The vocabularies comprising the American Indian Vocabulary Collection were assembled by the Historical and Literary Committee in 1816, when preparing for the first volume of their Transactions. The resulting collection consists of 23 vocabularies of 19 languages collected between 1784 to 1828, along with letters of transmittal and other associated information. A number of individuals were invovled in recording the vocabularies, including Benjamin Hawkins, William Thornton, David Campbell, Daniel Smith, Constantine Volney, Constantine Rafinesque, William Vans Murray, John Heckewelder, Martin Duralde, Campanius Holm, and Jefferson himself.

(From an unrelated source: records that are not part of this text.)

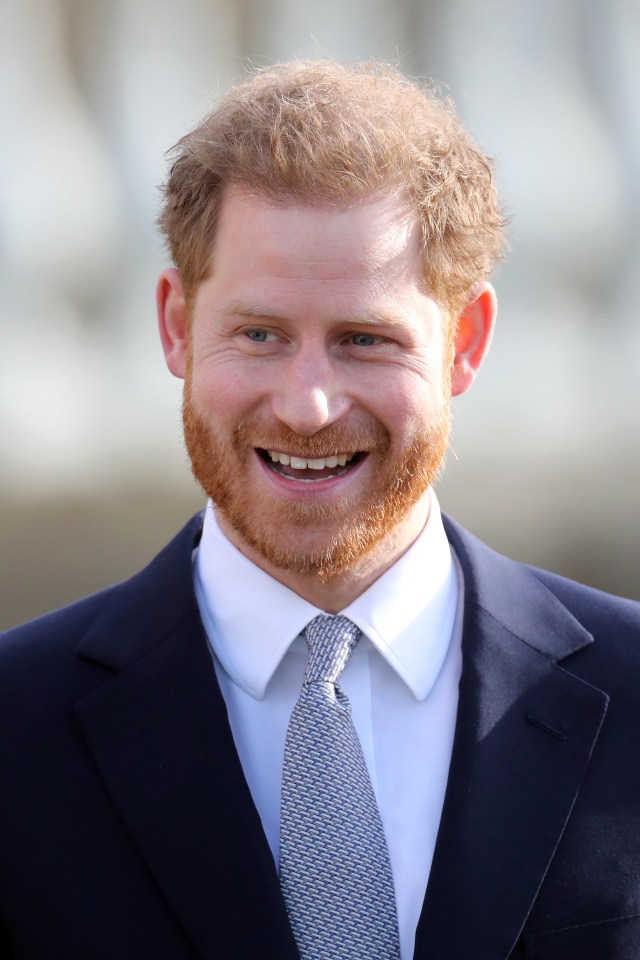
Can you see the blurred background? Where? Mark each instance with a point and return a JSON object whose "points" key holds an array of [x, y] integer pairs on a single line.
{"points": [[546, 453]]}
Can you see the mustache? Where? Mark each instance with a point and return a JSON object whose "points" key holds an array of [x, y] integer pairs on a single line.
{"points": [[332, 439]]}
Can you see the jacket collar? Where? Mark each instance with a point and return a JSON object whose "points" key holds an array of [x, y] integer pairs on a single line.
{"points": [[159, 734]]}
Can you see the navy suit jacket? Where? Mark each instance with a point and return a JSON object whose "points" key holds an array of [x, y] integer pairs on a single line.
{"points": [[128, 830]]}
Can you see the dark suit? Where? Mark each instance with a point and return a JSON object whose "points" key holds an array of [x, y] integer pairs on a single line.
{"points": [[128, 830]]}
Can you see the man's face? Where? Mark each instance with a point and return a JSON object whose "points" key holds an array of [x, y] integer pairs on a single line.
{"points": [[317, 389]]}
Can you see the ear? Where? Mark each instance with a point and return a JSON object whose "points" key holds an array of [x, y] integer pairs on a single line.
{"points": [[473, 336], [172, 320]]}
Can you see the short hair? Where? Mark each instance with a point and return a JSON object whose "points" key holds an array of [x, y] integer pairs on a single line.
{"points": [[314, 131]]}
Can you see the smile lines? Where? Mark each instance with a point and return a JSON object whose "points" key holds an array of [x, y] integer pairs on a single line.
{"points": [[320, 463]]}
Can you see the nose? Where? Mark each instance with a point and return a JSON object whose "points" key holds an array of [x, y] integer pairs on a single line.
{"points": [[310, 395]]}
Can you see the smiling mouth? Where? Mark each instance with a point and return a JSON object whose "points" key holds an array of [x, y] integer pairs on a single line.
{"points": [[307, 469]]}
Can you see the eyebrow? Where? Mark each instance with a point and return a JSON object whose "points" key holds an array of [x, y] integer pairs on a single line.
{"points": [[358, 318]]}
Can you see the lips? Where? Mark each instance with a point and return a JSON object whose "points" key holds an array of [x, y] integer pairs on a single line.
{"points": [[308, 469]]}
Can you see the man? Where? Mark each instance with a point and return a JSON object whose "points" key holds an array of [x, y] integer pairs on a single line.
{"points": [[181, 777]]}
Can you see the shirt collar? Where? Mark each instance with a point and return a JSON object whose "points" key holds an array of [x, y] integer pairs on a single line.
{"points": [[251, 619]]}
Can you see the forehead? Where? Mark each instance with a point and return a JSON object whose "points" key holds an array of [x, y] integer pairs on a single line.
{"points": [[377, 235]]}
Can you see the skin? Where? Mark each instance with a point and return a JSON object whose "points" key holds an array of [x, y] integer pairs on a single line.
{"points": [[312, 336]]}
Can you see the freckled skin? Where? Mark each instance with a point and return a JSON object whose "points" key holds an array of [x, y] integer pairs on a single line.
{"points": [[313, 335]]}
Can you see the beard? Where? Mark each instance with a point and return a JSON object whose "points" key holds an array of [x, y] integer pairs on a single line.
{"points": [[326, 539]]}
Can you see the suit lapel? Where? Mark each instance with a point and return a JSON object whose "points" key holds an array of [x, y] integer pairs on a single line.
{"points": [[159, 734], [525, 731]]}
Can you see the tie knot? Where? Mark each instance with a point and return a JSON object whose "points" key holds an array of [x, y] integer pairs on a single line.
{"points": [[331, 641]]}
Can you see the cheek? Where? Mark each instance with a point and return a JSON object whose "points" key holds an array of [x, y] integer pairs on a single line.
{"points": [[222, 393]]}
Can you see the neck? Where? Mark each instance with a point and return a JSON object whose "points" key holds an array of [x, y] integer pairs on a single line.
{"points": [[335, 593]]}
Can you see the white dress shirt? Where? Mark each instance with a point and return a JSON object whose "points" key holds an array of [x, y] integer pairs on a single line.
{"points": [[402, 681]]}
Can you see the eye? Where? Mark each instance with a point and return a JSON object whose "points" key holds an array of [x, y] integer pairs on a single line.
{"points": [[260, 336], [364, 339]]}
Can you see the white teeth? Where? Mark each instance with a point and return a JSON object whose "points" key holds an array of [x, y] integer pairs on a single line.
{"points": [[299, 463]]}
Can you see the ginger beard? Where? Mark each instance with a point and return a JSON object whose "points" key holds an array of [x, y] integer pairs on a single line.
{"points": [[324, 539]]}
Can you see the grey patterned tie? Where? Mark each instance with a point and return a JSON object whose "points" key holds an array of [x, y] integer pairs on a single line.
{"points": [[334, 864]]}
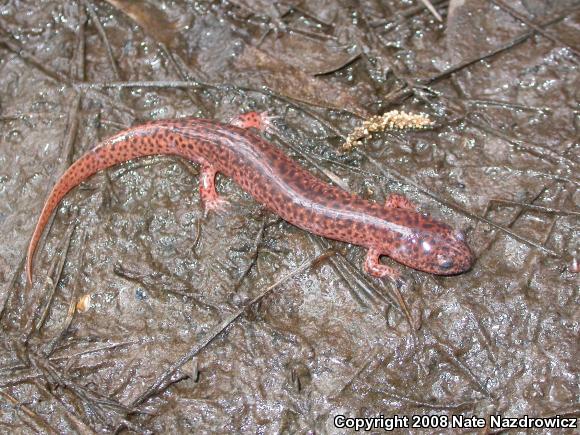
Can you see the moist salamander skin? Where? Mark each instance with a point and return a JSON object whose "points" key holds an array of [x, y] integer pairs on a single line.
{"points": [[394, 229]]}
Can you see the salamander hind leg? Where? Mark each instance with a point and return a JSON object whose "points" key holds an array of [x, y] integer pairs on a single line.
{"points": [[396, 200], [209, 196], [375, 268], [259, 120]]}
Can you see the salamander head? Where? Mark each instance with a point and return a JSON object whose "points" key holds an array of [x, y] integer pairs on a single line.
{"points": [[434, 248]]}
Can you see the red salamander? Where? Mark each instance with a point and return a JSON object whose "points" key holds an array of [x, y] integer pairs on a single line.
{"points": [[394, 229]]}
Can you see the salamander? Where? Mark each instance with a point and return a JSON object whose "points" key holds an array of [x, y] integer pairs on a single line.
{"points": [[395, 229]]}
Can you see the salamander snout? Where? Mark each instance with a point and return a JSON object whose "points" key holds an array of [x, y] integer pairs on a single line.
{"points": [[439, 250]]}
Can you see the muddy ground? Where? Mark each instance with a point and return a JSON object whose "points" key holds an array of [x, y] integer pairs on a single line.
{"points": [[148, 316]]}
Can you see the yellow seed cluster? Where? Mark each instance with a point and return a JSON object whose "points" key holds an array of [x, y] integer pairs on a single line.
{"points": [[393, 120]]}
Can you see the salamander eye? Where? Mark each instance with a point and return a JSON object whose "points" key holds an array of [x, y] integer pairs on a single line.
{"points": [[444, 262]]}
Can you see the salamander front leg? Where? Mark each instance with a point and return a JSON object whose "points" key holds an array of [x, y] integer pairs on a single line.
{"points": [[396, 200], [374, 267], [259, 120], [209, 196]]}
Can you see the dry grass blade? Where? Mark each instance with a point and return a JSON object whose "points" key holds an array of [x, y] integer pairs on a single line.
{"points": [[217, 331]]}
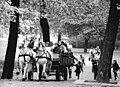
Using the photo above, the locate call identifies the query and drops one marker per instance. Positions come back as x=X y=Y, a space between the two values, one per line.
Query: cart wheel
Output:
x=40 y=72
x=29 y=75
x=57 y=75
x=65 y=73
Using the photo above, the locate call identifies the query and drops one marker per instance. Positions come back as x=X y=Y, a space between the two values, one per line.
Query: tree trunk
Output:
x=59 y=36
x=11 y=48
x=45 y=29
x=104 y=67
x=86 y=45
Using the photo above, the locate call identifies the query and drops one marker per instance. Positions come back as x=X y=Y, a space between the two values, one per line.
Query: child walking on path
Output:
x=115 y=68
x=79 y=68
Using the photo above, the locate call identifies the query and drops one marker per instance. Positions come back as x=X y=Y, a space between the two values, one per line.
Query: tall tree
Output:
x=11 y=48
x=105 y=61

The majority of the vocabularies record languages in what is now the eastern half of the United States, ranging from Osage, Quapaw, and Shawnee in the lower Mississippi Valley to Natick and Mohegan in New England. Rafinesque submitted vocabularies for two non-North American languages, the extinct Taino language of Haiti and for Chontal in Central America, and Jefferson himself recorded one vocabulary, Unquachog from the Pusspatock settlement near Brookhaven, Long Island.

A number of the original printed forms of the Jefferson vocabulary (ca. 1790-1792) are included. These materials were in many instances copied by Peter S. Du Ponceau into his private collection of Indian vocabularies (Mss. 497 In2) and were, in this form, utilized by Albert Gallatin for his Synopsis (1836). Gallatin had also seen the Jefferson manuscripts.